Bisnis.com, JAKARTA – Pemerintah Provinsi (Pemprov) DKI Jakarta kembali meraih opini wajar tanpa pengecualian (WTP) dari hasil pemeriksaan Laporan Keuangan tahun 2023 yang dilakukan oleh Badan Pemeriksa Keuangan (BPK).
Hal tersebut disampaikan oleh Anggota V BPK, Ahmadi Noor Supit dalam sidang paripurna DPRD DKI Jakarta yang berlangsung pada hari ini.
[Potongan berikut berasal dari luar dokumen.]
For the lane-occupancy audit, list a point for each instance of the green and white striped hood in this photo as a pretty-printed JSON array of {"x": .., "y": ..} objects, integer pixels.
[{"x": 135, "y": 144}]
Penjabat (Pj.) Gubernur DKI Jakarta, Heru Budi Hartono juga hadir dalam pergelaran tersebut.
“Berdasarkan analisis dampak-dampak permasalahan yang ditemukan dalam proses pemeriksaan dengan mempertimbangkan kesesuaian dan kewajaran laporan keuangan sesuai standar pemerintah, termasuk rencana aksi perbaikan yang akan dilaksanakan oleh Pemerintah Provinsi DKI Jakarta, BPK memberikan opini wajar tanpa pengecualian,” katanya di Gedung DPRD DKI, Jakarta Pusat, Kamis (25/7/2024).
Dengan demikian, menurut Ahmadi, Pemprov DKI Jakarta telah berhasil mempertahankan raihan opini WTP unuk ketujuh kali berturut-turut.
“Capaian ini hendaknya menjadi dorongan untuk selalu meningkatkan akuntabilitas dan transparansi pengelolaan keuangan daerah serta meningkatkan kualitas laporan keuangan, sehingga akan menjadi prestasi yang patut dibanggakan,” sambungnya.
Namun demikian, pihaknya masih menemukan beragam permasalahan pengelolaan keuangan di lingkup Pemprov DKI.
Baca Juga
Permasalahan pertama terletak pada Aset Tetap Tanah di lokasi Surat Izin Penunjukan Penggunaan Tanah (SIPPT) yang berpotensi tercatat ganda, pencatatan bidang tanah pada lokasi SIPPT belum seluruhnya didukung BAST dari pengembang, dan penyelesaian Aset Tetap Konstruksi Dalam Pengerjaan yang berlarut-larut.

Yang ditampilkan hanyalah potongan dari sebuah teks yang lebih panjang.